17. Failure to bank Consular Fees
Consular Fees were not banked but kept in the office, even though there was a bank account approved by the Accountant General. It was also observed that fees collected were being used for Other Charges expenditures.
It was highly recommended that the Vote Controller should provide an explanation as to why the provisions in Section 42 of the Financial Management Regulations were violated.
It was also recommended that, with immediate effect, whenever the Mission received money (whether for fees or otherwise), that money should be paid directly into the Mission’s bank account. At the end of each Quarter, fees collected should be remitted to the CRF at the Bank of Sierra Leone.
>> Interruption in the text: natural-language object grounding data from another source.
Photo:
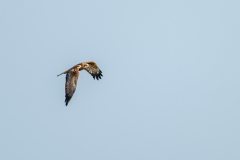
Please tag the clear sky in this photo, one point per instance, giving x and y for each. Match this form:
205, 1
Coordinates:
170, 89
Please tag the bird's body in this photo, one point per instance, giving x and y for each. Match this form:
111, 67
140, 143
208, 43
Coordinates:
73, 74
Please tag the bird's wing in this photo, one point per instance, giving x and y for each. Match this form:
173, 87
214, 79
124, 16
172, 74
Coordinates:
70, 85
92, 68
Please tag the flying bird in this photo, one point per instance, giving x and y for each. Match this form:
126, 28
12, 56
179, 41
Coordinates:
73, 74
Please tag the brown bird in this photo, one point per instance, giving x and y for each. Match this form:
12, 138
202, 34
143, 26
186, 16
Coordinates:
72, 77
The HOC noted the observation of ASSL and further explained that the main problem the emanated from the regulation had to do with Other Charges that were often remitted in arrears almost retrospectively and that some utility services may be disconnected if payments were delayed causing embarrassment for the diplomatic status of the Embassy. He added that it was in view of this that borrowing was done from the fees and replenished and remitted when the anticipated money was received from Freetown. For reasons of exigencies of the service, it became difficult to strictly adhere to the provision, he concluded.
18. Failure to submit weekly report of Mission’s activities
In spite of a directive from the former Acting Director General, Ministry of Foreign Affairs and International Cooperation, of 15th October, 2008, the Embassy had never prepared and submitted Weekly Reports on its activities.
It was recommended that the Mission should provide an explanation for failing to produce the said Report. It was also recommended that, except the Ministry had instructed otherwise, the Weekly Activities Report should be produced weekly and copies sent to this office for verification, for the next two months.
The HOC noted the audit observation and further stated that the Ministry had adopted a new model of report based on operational plans and performance contract which was being instituted.
19. Travel without ministerial clearance
In spite of a memo dated 12th December, 2008 from the Minister of Foreign Affairs and International Cooperation, instructing all missions to seek clearance for official travels before embarking on them, the former Ambassador and HOC made a visit to Kiev in December, 2009, without obtaining the necessary clearance. The total amount involved was $5,360.00. Details are given below:
We recommended that (except the Mission could provide evidence of the Ministerial Clearance for this travel), the Accountant General should recover the amount stated above from the officials concerned and evidence sent to this office for verification.
In his response, the HOC explained that the visit by His Excellency the Ambassador and Officer before written permission may have arisen out of emergency and absolute necessity, especially bearing in mind the fact that Ukraine was one of the twenty-two countries to which His Excellency the Ambassador was accredited. Furthermore, he stated that it does happen sometimes that visits were made in such cases prior to the Honorable Minister’s approval.